Here is how I created the model and optimizer:
std::shared_ptr< UNet> unet_model = std::make_shared< UNet>(in_chn, out_chn, fea);
I don’t understand what this exactly means. The graph capture will use its own internal memory pool. You can capture any models you want as long as you have enough memory. If previous models are not needed anymore you can delete them.
Hi @ptrblck , I have a question about using a recorded training graph. If I record the training process of model_0 to build a CUDA graph, can I reuse the same graph to train model_1?
From my understanding, the graph seems to record the memory addresses associated with model_0, so during replay, it always references those specific addresses. To train model_1, would I need to copy model_1 to the same GPU memory address used by model_0 for the graph to work? Is this understanding correct?
No, as your explanation about the captured memory addresses is correct. Replaying the graph will use the same operations and the same memory locations pointing to model_0.
A safe option would be to delete model_0 including its capture and to recapture model_1. However, you could also try to experiment with inplace copies (via tensor.copy_) to copy all parameters from model_1 into model_0 (I haven’t tried it and don’t know if I’m missing any obvious limitation).
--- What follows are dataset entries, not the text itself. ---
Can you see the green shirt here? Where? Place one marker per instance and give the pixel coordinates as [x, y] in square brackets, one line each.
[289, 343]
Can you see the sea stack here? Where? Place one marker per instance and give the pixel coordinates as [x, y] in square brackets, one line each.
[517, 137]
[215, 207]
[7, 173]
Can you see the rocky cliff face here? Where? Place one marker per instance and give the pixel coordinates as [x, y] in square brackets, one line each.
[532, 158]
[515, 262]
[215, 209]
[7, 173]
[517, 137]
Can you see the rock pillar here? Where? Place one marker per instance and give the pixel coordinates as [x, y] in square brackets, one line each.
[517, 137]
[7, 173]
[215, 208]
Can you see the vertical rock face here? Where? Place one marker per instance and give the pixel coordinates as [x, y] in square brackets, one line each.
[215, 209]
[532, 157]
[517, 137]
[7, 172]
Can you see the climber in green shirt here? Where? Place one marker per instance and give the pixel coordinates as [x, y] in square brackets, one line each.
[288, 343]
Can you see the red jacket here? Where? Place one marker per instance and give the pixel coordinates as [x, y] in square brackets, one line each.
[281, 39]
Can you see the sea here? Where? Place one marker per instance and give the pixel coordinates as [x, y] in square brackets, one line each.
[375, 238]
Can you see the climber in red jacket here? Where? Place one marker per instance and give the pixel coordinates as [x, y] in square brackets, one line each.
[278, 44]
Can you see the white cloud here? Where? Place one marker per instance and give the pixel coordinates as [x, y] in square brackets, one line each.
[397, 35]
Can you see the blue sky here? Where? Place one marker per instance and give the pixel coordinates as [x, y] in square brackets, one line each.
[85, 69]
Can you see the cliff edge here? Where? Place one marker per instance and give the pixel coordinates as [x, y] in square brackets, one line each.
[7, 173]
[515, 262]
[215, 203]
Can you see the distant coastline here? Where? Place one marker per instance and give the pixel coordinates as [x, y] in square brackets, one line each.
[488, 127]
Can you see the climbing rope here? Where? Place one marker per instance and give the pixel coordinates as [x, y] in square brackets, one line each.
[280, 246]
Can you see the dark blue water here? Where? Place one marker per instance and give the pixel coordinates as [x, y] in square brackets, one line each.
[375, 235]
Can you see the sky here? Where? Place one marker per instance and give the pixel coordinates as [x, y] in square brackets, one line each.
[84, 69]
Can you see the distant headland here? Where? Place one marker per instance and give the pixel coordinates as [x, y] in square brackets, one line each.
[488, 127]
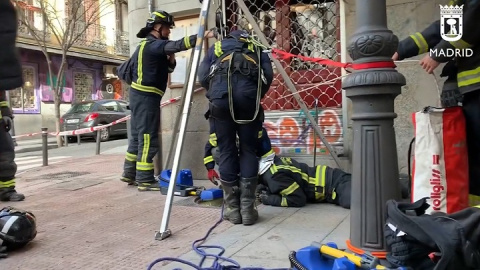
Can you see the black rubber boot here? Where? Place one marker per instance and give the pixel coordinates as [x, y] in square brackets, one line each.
[247, 200]
[231, 199]
[10, 195]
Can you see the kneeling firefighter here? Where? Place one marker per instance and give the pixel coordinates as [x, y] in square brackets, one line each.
[17, 228]
[10, 78]
[147, 73]
[236, 71]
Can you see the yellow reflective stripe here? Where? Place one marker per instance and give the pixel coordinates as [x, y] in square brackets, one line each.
[140, 62]
[460, 44]
[218, 48]
[474, 200]
[131, 157]
[149, 89]
[420, 42]
[186, 40]
[269, 153]
[9, 183]
[469, 77]
[284, 202]
[144, 166]
[213, 139]
[290, 189]
[158, 14]
[208, 160]
[146, 147]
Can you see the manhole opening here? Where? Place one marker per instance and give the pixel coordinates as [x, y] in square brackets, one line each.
[63, 175]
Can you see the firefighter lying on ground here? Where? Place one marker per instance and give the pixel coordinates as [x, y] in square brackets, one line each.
[468, 82]
[10, 78]
[237, 74]
[286, 182]
[148, 69]
[420, 43]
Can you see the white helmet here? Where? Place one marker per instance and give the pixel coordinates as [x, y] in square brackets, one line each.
[265, 163]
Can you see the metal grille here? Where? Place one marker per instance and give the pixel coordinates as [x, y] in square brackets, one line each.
[308, 28]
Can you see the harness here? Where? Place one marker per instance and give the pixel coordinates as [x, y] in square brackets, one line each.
[239, 60]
Thanks, I forgot to mention that model_0 and model_1 share the same architecture, the only difference is their weights. Currently, I am training 4096 identical models, each with different weights. Since each model is relatively small (just a few hundred parameters), I believe reusing the graph could significantly improve performance, as capturing graphs for 4096 models might cause a lot of overhead.
My initial thought was to reuse the GPU address by creating a new model in the captured memory location, then after training copy it elsewhere, and then load the next model to repeat the process. However, if this approach isn’t feasible, I will explore the idea of copying tensors as you suggested.